HMRC has, this morning, published further information as to the forthcoming off-payroll rules, known as IR35, and the changes to the operation of these from 6 April 2020.
It has been confirmed that although these rules, which will affect medium and large private sector businesses, are still intended to come into force on 6 April 2020, they will only apply to payments made for services which are delivered on or after that date. Before today, the rules set out that the time at which the services were delivered would have been irrelevant, the rules would have applied to any payments made on or after that date.
Application of the change
Businesses have consistently raised concerns during recent months as to the application of the change in the rules, in particular raising queries as to the payments the rules are intended to affect and from what date. HMRC confirms that ‘the government has listened and taken action early to give businesses certainty and more time to prepare to ensure the smooth and successful implementation of the reforms..’.
Although this is good news for those businesses concerned, preparations should still be underway as to future IR35 compliance, ensuring as a minimum that appropriate contractual arrangements are in place post 6 April 2020, implementing processes to make IR35 determinations and to deal with any challenges made to these, as well as reviewing and updating internal policies and procedures to relflect the forthcoming changes and to ensure consistency in approach to the engagement of contractors.
Personal service companies
Off-payroll working rules were introduced in 2000 to address a form of perceived tax avoidance where individuals could seek to avoid paying employee income tax and national insurance contributions (NICs) by providing their services to clients through an intermediary, such as a personal service company (PSC).
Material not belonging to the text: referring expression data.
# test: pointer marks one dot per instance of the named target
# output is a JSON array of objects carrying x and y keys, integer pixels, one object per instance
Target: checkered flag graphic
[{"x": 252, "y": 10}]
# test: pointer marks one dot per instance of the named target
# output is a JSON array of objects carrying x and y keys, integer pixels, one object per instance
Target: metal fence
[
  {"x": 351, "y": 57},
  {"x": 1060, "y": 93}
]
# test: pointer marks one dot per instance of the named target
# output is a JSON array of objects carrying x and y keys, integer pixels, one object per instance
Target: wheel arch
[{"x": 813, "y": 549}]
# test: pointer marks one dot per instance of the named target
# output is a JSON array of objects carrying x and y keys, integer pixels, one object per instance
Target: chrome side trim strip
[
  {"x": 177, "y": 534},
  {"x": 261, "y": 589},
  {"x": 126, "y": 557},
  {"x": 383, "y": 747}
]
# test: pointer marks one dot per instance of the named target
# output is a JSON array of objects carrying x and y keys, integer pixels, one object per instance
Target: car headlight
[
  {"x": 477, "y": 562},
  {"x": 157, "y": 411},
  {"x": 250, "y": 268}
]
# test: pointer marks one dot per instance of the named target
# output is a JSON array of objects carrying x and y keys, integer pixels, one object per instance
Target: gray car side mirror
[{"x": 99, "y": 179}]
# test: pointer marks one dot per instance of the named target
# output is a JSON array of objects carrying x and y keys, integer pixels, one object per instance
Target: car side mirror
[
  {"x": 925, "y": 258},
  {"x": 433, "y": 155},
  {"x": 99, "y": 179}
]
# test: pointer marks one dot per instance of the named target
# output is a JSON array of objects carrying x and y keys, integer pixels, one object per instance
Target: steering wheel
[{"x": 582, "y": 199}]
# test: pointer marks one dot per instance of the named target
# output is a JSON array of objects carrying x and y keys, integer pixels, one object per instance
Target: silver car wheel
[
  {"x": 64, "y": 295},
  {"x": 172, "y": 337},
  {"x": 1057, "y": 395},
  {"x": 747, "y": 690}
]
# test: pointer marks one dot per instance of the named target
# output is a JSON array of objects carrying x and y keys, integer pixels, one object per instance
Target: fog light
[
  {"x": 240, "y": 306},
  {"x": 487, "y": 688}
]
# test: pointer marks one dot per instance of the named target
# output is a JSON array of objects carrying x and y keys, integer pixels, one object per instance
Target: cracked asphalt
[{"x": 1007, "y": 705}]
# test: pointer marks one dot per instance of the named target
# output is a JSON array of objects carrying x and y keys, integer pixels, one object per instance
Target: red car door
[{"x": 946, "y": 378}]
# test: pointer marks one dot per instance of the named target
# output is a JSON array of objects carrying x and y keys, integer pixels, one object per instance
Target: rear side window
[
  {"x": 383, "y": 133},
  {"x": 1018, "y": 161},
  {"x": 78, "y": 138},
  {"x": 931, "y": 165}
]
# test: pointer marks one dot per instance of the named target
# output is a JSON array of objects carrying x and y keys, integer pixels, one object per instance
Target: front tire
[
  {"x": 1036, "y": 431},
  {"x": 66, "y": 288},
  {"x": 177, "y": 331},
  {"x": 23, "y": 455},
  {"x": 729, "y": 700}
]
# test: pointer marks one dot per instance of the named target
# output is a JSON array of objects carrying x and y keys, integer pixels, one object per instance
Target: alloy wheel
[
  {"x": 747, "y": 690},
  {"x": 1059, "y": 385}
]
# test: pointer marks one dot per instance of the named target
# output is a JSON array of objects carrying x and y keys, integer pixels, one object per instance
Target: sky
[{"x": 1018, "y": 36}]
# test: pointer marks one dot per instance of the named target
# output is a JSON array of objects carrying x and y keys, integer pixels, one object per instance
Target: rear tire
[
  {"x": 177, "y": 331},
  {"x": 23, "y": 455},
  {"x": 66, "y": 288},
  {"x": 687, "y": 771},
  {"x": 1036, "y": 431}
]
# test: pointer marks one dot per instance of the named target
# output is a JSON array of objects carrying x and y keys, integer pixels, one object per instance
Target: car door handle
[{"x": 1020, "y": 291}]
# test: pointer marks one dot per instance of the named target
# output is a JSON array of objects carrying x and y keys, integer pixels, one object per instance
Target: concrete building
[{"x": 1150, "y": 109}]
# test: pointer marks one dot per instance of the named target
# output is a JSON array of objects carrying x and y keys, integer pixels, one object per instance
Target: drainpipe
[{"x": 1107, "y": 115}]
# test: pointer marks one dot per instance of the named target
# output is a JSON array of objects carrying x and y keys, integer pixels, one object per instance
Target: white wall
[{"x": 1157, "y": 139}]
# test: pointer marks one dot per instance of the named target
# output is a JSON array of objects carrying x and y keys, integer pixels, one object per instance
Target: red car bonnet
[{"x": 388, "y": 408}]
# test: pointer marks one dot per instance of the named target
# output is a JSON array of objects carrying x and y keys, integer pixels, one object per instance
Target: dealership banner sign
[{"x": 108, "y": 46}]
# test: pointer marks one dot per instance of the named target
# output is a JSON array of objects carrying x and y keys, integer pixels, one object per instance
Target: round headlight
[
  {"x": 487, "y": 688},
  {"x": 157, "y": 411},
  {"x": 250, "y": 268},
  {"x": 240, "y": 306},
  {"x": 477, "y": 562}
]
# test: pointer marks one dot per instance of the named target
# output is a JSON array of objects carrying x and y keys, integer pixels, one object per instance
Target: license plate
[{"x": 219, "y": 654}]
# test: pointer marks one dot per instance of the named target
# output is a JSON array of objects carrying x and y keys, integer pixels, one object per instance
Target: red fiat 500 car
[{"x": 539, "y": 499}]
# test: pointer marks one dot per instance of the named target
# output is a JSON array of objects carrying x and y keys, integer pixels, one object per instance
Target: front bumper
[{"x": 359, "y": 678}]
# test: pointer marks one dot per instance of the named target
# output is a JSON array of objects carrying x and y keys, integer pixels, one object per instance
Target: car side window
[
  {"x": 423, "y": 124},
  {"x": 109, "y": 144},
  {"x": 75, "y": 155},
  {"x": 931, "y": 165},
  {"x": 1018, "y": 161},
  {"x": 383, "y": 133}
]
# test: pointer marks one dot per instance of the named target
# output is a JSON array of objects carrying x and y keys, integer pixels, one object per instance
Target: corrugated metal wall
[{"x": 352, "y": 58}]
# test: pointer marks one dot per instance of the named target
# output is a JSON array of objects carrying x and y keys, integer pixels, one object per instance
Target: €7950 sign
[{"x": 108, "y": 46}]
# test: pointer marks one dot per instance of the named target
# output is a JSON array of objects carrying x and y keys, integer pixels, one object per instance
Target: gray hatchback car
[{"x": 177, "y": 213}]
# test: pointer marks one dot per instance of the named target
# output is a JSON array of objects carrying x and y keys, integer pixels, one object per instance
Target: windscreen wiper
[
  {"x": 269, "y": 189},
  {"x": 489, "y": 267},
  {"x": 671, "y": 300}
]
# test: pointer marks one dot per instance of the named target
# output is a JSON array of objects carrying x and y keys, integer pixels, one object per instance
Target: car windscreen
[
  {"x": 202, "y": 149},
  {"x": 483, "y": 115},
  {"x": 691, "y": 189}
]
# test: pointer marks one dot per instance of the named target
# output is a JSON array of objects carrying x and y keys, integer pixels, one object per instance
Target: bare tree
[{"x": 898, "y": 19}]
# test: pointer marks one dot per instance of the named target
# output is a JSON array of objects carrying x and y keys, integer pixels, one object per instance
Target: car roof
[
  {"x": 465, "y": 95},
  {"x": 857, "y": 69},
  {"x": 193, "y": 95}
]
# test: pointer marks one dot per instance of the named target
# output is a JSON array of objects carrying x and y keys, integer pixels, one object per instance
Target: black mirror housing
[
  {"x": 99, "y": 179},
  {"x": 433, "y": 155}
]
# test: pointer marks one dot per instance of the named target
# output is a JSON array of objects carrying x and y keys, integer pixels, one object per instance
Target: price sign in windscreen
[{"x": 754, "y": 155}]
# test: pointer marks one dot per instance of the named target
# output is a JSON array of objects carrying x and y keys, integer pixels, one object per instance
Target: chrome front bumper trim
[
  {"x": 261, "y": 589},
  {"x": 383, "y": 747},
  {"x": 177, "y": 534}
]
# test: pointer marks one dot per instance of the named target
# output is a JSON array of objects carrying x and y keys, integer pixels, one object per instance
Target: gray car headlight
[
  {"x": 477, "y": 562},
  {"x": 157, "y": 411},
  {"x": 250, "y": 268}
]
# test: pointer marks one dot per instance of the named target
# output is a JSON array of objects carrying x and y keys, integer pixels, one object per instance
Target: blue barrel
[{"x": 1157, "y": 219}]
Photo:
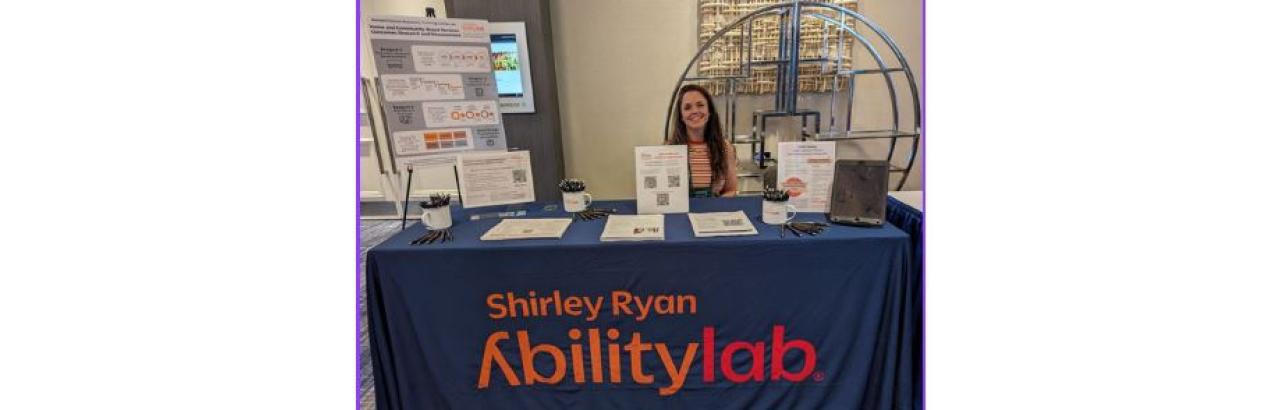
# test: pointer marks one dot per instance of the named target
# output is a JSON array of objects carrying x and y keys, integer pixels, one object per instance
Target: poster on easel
[{"x": 437, "y": 87}]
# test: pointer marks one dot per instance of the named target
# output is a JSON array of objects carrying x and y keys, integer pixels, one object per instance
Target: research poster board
[{"x": 438, "y": 87}]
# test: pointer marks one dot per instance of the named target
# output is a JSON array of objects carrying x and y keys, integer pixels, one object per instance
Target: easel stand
[{"x": 408, "y": 187}]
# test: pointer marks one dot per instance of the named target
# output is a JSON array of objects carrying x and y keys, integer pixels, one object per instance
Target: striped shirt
[{"x": 699, "y": 164}]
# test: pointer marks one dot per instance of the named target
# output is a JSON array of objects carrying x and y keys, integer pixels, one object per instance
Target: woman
[{"x": 712, "y": 160}]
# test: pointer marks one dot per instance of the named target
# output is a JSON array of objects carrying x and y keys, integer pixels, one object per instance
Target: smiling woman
[{"x": 712, "y": 167}]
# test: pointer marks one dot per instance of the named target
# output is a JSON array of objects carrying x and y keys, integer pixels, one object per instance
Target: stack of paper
[
  {"x": 533, "y": 228},
  {"x": 708, "y": 224},
  {"x": 634, "y": 228}
]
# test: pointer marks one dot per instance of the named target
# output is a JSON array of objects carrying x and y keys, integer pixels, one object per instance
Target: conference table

To increase compliance with IR35 from 6 April 2020, all medium and large private sector businesses which engage individuals through intermediaries will be responsible for determining if the individual should be considered an ‘employee’ for tax purposes. If an individual is an ‘employee’ for tax purposes the company will be responsible for income tax and NICs. This brings the private sector in line with the public sector which has been subject to these IR35 determination rules since April 2017. It was estimated by HMRC that the public sector reform raised £550 million in income tax and NICs in the first year.
HMRC has stated that the formal publication of a review into the implementation of changes to the off-payroll working rules is due to conclude in February.